The old 2002 iMac, our downstairs computer, has finally given up the ghost. It's one of the last of the pre-nuptial possessions, so I guess it just never felt like it fit in. The little beast was a workhorse, as I must've burned DVDs in the hundreds on it, and then there were all those times I dragged it out over the ocean to that dusty desert island every summer. In its final days it served as an Email, Internet, and Facebook hub in the family room, as it could barely handle the processing demands of much else. It never could play a YouTube video without a thousand hiccups, but now that it's gone you realize how much you used it, how you miss it. *tear* *sniff*

We'll have to buy a new iMac then! As if. The reasons for buying a new computer are 1, whereas the reasons for not are a thousandfold. (Lord in Heaven, how will we survive?!) But if a thousand dollars drops out of the sky today, I might just go throw it at the Apple Store, though there are countless other stores clamoring for it to be thrown at.

Just got off the phone with the guys at the aluminum plant. I told them where their engineer can stuff these 38" square footings. He just laughed. Seriously, we're not building the Eiffel Tower, here. It's a patio cover, folks. "But it needs a lot of lateral support!" to which I would reply with a lateral faceslap if I was standing in the room with him. So, I'm still digging. Can't wait to see the look on the inspector's face. I just know he's going to shake his head and ask me just how many bodies I was planning on burying in there, exactly.

The customer is friendly about it. I'll be glad when this week is over. It's supposed to rain Thursday, which was the day I wanted to pour the concrete, and then next week's job will get backed up. Slow. Fast! Slow. Fast! My back hurts. My head hurts. My hands are blistered. It's Tuesday. Yesterday's toil diminished my camp high considerably, but that's how it goes. It's as if all the elements of the world conspire to remove you from a godly setting, leaving you like a fish on the sand, fins slapping, gills flapping. It's like that, but it's just Tuesday.

~

Monday, November 9, 2009


I was pleased to see, when I got there, that they had kept that old, high slide, up on that stainless scaffolding. It was always high and steep enough to scare the bejeezus out of a junior high kid, and yet thrill him all the same.

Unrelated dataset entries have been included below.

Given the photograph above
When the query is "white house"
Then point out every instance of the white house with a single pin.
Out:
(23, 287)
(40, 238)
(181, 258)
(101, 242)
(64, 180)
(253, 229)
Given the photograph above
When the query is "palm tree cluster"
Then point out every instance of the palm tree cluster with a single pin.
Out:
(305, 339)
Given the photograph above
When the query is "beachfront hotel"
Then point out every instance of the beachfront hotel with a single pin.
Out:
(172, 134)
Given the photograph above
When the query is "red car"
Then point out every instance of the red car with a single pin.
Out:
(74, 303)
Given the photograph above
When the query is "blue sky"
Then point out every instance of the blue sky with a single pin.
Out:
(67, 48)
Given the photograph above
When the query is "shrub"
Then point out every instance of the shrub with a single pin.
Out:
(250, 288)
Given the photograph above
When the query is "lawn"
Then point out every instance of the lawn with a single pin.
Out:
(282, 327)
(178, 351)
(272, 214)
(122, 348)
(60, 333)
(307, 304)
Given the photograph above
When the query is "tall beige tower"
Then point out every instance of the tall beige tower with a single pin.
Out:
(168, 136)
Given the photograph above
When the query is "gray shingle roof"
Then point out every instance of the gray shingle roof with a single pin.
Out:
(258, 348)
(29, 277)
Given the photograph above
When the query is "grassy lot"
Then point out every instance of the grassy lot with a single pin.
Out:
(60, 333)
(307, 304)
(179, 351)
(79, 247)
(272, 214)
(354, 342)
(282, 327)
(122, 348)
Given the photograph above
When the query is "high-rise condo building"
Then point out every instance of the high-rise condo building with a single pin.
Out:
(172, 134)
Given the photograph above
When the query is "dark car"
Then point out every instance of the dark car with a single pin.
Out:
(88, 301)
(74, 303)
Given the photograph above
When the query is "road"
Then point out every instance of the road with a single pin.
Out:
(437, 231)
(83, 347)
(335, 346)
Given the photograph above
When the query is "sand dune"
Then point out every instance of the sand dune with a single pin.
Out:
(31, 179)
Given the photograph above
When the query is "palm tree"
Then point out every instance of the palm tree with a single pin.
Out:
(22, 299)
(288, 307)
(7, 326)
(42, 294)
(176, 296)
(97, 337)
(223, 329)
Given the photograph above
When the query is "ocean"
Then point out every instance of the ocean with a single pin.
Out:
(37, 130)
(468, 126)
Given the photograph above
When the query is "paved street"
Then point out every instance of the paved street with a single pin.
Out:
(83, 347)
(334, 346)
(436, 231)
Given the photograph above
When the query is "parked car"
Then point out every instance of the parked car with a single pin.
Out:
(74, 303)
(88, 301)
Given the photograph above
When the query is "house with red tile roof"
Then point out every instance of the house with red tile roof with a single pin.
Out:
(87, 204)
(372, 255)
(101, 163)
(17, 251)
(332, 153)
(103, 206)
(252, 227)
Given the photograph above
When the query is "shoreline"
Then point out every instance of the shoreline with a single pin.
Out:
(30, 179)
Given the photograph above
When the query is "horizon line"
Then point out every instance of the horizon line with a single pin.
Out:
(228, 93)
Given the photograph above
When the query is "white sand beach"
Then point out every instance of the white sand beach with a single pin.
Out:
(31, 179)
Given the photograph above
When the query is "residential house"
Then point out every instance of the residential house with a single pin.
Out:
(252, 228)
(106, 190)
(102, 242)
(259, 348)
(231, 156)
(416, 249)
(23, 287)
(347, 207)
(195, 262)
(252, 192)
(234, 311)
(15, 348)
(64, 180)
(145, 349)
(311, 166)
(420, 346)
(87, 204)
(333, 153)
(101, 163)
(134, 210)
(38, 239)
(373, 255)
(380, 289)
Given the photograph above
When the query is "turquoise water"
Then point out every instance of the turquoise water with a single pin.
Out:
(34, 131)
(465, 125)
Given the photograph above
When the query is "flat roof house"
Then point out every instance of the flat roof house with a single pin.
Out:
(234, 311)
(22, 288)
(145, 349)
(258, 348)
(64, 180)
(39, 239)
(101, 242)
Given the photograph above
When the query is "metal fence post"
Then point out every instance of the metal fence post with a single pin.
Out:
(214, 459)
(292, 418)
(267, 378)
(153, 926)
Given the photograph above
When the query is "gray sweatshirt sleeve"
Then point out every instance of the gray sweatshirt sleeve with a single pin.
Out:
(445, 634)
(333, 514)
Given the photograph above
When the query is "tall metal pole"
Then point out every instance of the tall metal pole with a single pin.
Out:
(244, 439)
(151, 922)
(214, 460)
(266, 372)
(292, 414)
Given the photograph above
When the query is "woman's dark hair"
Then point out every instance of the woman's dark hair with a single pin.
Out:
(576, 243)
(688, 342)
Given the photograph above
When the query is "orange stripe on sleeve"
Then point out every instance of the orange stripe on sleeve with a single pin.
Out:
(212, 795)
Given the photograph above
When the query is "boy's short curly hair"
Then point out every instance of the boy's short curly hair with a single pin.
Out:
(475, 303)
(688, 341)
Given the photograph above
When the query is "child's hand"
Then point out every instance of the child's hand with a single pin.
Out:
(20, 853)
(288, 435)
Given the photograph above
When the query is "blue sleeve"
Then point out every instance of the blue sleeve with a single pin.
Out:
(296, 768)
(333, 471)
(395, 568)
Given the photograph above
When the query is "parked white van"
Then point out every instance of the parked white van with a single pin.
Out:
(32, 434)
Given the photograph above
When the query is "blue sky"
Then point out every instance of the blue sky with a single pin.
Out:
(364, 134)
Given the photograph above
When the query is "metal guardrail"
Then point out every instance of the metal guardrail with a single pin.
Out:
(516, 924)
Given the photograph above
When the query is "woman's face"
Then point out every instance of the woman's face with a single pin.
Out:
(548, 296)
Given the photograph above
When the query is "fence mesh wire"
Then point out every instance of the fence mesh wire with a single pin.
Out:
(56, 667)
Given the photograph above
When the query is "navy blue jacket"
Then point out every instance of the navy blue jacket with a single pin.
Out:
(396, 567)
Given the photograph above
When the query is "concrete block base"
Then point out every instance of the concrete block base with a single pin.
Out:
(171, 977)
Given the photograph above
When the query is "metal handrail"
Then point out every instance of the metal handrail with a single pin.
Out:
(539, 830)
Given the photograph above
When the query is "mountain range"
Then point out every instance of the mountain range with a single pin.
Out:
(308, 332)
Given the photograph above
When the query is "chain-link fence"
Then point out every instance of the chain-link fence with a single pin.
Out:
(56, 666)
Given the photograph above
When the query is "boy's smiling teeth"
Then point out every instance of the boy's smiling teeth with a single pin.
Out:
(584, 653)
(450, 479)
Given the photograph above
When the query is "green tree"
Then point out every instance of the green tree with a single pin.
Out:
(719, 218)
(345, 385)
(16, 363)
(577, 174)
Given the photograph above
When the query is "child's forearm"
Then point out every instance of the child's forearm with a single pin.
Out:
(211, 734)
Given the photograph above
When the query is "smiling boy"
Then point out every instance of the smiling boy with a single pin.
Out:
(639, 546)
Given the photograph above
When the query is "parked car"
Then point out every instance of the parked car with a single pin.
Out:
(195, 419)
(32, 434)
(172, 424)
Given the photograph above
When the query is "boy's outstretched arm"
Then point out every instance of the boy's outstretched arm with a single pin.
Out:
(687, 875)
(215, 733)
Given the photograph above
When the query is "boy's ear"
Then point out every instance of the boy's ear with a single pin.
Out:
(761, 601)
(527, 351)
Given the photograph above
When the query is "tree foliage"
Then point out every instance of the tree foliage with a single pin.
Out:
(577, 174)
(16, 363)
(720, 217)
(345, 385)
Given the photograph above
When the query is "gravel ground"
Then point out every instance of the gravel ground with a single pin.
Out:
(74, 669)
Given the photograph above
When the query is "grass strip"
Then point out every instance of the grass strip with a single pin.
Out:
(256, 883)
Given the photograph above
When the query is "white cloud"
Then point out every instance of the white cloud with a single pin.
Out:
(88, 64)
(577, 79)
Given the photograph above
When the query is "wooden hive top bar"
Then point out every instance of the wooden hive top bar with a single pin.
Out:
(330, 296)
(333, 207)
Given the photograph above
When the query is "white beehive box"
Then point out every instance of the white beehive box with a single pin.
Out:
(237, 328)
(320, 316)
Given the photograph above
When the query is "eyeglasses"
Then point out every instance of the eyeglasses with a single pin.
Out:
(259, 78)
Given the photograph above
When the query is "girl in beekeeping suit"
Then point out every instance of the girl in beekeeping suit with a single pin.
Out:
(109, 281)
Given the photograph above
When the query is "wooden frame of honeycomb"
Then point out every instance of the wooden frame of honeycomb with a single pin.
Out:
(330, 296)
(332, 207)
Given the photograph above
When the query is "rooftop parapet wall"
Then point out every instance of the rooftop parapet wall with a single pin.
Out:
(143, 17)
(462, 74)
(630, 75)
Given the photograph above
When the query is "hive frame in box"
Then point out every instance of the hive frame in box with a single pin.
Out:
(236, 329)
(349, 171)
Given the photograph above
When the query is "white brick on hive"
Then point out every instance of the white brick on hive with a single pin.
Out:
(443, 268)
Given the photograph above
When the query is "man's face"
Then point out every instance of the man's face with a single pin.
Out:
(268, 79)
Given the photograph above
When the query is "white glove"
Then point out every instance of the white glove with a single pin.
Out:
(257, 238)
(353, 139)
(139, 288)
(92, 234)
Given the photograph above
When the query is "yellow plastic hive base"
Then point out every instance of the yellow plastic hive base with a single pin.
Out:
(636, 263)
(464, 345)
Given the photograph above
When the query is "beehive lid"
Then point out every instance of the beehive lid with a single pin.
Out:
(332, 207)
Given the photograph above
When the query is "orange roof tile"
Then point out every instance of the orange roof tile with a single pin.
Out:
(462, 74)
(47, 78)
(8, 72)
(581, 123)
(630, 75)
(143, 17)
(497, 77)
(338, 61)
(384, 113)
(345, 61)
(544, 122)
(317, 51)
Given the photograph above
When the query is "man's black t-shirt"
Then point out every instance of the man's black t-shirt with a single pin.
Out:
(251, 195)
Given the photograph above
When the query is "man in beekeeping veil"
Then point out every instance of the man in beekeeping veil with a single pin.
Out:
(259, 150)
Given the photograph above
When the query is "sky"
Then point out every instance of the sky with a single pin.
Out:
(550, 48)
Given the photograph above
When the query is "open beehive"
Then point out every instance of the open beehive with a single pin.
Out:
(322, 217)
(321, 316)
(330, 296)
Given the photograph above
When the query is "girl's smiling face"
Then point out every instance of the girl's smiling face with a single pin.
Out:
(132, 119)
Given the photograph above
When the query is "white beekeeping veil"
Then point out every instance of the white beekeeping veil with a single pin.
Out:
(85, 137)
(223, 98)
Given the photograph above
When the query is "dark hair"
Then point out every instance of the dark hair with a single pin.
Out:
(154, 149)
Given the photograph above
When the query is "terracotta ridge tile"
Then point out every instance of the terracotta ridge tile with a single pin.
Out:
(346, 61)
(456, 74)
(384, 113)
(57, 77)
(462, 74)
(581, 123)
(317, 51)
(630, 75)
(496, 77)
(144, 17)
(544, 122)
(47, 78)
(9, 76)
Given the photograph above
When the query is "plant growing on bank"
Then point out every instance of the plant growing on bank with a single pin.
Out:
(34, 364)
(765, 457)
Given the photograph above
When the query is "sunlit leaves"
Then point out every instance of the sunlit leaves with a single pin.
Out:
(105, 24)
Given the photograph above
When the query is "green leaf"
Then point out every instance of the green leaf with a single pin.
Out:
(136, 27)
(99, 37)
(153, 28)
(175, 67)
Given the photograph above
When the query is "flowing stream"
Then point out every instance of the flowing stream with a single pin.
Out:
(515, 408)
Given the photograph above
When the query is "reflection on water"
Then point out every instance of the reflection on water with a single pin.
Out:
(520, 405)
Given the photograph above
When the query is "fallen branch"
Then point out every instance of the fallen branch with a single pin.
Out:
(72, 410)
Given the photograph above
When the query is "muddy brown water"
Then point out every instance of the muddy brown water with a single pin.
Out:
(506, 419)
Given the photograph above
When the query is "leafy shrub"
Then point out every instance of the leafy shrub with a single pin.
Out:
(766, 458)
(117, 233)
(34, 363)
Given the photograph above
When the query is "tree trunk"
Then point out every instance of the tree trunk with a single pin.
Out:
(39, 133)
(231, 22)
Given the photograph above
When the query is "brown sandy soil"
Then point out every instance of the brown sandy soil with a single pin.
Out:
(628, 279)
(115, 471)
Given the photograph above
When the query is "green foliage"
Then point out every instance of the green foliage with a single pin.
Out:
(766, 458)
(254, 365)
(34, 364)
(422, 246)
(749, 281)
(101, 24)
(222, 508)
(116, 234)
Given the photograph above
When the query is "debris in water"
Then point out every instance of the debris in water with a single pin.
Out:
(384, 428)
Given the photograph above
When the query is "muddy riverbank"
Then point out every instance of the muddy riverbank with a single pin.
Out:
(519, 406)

Of course, it seems smaller now, but it retains a certain bold highness.

It's at Forest Home, where my church held their annual Family Camp this past weekend. A couple years ago, when we were auditioning churches, the simple fact that the church often chose Forest Home as the destination for their youth camps garnered high marks from me, and kept me interested in attending with my family. I wanted my kids to go to Forest Home, if only because it's where I went, and it worked for me. It was there one week in August of 1982 where I had an authentic religious experience. It was an experience that was real enough, moving enough, and convincing enough that it has never ended, despite its (often daily) fits and starts, doubts and ecstasies, overwhelming losses and profound moments of redemption. From that moment during that summer at that camp, I have been cured of my most loathsome regrets and given hope to my dying day. It was a religious experience that only began there, is ongoing, and hasn't let up since.

I went to camp at Forest Home year after year, and on several occasions as a leader -though then it wasn't the same. Eventually I ended up out at Camp Fox, where so much history and devotion lies for me today. But I was never a camper at Camp Fox, so it always comes as a shock to those Camp Fox devotees when I speak of another place, a better place -or at least every bit as good- where I grew up going. Mrs. Ditchman, whom I met at Camp Fox, is one of those. She'd never been to Forest Home, so I was a bit nervous taking her, as I hadn't been back in 15 years or so. It all turned out all right. She approved. We had an excellent time.

The camps are just locations, of course, and are soulless and lonesome wastelands without the people who make them special. Our time last weekend was a sweet one being together in the forest, meeting some of the people of our congregation, and getting to know some church staff. It's hard to put in words what happens at these camps, but it's essentially a time of renewal, a time away from all that mess and noise of life so you can hear some of the things God's been saying. We had a first rate speaker, which would not have been my favorite element of the weekend if they hadn't provided inspiring and reliable childcare. But they did, and it was.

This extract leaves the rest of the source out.